Stacey Messier in 2022 was brought aboard as CIC Providence LLC’s first general manager. She oversees the office building at 225 Dyer St. with one goal: to help innovative minds find each other and find common ground for inventive thinking. The building is home to 300 clients from 35 industries.
“We are an intersection of community and innovation,” Messier said. “Our purpose is to physically bring people together.”
Messier says she has expanded CIC Providence’s tenant base by leaning into a variety of different industries by attending conferences and networking events, welcoming delegations from around the world and partnering with organizations such as R.I. Commerce Corp., Brown University and networking organization RIHub.
Offshore wind is a prominent CIC Providence tenant and provides a good illustration of Messier’s process. Messier chose to lean into that industry because, she says, CIC had a small consortium as clients already, plus the value of renewable energy to the U.S. being “massive.”
“The longevity of this new industry is a game changer for local workforce development,” Messier said. “These key pieces led me to craft a specific strategy to position CIC Providence as the nation’s offshore wind hub.”
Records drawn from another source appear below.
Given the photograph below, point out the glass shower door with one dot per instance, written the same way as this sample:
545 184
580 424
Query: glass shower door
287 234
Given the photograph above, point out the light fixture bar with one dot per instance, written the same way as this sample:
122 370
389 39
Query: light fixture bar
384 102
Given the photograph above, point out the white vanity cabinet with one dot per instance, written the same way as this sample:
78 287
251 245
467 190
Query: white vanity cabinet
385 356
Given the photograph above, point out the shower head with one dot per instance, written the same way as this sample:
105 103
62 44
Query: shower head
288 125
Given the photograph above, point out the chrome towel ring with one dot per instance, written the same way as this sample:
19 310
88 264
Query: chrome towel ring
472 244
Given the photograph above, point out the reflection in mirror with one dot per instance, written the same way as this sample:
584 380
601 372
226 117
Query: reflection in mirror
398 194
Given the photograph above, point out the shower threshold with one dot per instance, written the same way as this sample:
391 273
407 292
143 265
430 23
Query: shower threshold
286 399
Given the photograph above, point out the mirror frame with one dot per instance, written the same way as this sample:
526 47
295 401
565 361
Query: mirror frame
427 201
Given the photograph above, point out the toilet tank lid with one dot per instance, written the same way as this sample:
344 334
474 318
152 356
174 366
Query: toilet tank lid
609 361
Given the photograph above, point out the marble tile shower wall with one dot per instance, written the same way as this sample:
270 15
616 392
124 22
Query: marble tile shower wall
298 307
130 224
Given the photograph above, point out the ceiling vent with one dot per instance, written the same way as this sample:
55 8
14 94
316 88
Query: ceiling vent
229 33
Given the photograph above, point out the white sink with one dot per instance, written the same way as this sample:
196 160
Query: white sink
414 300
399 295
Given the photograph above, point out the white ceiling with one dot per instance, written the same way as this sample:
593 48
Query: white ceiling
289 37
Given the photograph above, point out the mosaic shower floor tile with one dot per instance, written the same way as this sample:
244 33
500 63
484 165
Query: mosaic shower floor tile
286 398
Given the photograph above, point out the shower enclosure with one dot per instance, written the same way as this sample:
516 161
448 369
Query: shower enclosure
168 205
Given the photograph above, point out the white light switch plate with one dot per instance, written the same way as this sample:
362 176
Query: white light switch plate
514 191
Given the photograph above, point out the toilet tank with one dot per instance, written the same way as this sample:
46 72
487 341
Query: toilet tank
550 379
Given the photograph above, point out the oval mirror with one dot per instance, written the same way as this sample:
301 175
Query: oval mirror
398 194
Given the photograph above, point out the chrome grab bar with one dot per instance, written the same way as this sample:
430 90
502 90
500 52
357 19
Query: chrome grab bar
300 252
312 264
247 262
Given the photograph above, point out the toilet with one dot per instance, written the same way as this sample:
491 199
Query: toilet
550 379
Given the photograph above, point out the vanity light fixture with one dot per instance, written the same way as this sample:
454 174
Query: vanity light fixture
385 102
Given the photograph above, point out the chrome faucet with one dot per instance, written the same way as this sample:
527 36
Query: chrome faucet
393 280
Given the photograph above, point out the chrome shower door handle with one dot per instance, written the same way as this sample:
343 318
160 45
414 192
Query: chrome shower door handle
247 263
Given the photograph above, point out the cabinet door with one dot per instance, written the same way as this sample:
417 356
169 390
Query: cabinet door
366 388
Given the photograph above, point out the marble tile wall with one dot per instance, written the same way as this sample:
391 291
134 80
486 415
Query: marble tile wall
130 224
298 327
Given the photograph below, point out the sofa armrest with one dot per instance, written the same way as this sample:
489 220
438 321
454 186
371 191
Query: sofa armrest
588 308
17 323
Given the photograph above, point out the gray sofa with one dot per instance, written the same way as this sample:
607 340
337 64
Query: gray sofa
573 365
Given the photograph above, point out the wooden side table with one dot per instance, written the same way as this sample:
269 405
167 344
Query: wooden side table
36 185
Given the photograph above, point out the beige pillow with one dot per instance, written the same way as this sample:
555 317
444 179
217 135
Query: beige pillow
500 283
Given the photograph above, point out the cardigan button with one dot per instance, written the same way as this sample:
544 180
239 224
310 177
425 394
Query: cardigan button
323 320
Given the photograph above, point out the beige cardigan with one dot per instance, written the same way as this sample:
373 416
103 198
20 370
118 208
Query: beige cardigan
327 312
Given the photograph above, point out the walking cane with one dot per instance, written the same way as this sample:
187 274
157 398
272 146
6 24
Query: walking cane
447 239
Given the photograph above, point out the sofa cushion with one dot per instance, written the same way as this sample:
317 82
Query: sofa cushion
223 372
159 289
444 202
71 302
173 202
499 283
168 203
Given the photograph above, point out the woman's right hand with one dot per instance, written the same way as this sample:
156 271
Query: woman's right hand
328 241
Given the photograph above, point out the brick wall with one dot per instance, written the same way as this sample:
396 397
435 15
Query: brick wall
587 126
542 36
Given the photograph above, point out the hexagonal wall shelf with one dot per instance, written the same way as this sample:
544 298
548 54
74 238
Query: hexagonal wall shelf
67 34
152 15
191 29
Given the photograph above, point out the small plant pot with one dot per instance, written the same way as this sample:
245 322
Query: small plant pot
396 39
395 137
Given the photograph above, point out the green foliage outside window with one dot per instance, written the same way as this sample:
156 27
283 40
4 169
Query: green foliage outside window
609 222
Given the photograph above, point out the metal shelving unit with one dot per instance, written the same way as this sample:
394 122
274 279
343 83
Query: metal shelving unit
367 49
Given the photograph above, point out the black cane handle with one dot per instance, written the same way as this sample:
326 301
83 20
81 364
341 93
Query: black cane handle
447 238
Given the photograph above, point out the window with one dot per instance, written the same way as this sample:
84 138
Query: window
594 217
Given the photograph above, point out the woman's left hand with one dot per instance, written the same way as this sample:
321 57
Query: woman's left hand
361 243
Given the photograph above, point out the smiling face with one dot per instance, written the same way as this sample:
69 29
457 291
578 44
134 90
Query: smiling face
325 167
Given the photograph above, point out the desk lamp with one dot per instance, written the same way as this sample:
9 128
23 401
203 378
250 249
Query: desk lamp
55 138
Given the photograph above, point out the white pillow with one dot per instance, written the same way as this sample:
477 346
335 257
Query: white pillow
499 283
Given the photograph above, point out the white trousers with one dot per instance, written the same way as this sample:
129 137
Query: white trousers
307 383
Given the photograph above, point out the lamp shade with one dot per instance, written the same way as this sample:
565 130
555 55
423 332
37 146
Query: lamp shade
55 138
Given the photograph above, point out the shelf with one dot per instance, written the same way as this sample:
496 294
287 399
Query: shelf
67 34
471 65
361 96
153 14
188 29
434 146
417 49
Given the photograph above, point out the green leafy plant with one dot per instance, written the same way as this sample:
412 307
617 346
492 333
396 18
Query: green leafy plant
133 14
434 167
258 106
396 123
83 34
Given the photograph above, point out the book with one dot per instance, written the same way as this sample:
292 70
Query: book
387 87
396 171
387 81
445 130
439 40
Industries also housed at CIC Providence include business consulting, sales and marketing, education, financial services, health care and digital health platforms, telecommunications, navigation and mapping, tourism and real estate. Messier worked to attract these tenants by analyzing client data to uncover emerging industry clusters and experimenting with different engagement strategies.
CIC Providence’s staff increased from 14 people in 2021 to 20 in 2023. Also, the annual gross revenues of CIC Providence – from rentals of space – rose to $3.8 million in 2023 from $2 million in 2021.
Messier landed at CIC Providence after the peak of the COVID-19 pandemic, during a massive rethinking of workers’ physical relationships to their jobs and the emergence of remote work. Serendipitously, she was prepared to think deeply about where work happens at her previous job with edX, an online education platform.
“While at edX,” Messier said, “I assisted with a variety of initiatives such as defining our hybrid work strategies, designing our new office to meet the needs of our employees, and democratizing customer research.”
She became senior director of customer and employee experience, which put Messier squarely in the world of the design of customer and user experience, which could be a micro-definition of CIC’s mission.
With a bachelor’s degree in painting from the University of Hartford, Messier first worked as a graphic designer. Through a succession of jobs, Messier moved from marketing design to product design, which she describes as a “user experience” or “customer first” form of design.
This road from designing marketing materials to manipulating user experiences was a progression into customer-obsessed strategies that led Messier to develop a key set of skills that are directly translatable to her work at CIC, she says. Messier also says her background in fine art nourished her current work of integrating minds from many business interests.
“Understanding systems is key to every art medium,” she said. “People are typically surprised by how translatable the art world is to the business world.”
Dick Soule, a former R.I. Commerce employee, said Messier was uniquely competent at nurturing the cooperative spirit at CIC.
“She has a good grasp of what business clients need to make [CIC] an engaged and active workplace. She has a sharp entrepreneurial mind and is always thinking about business solutions,” Soule said.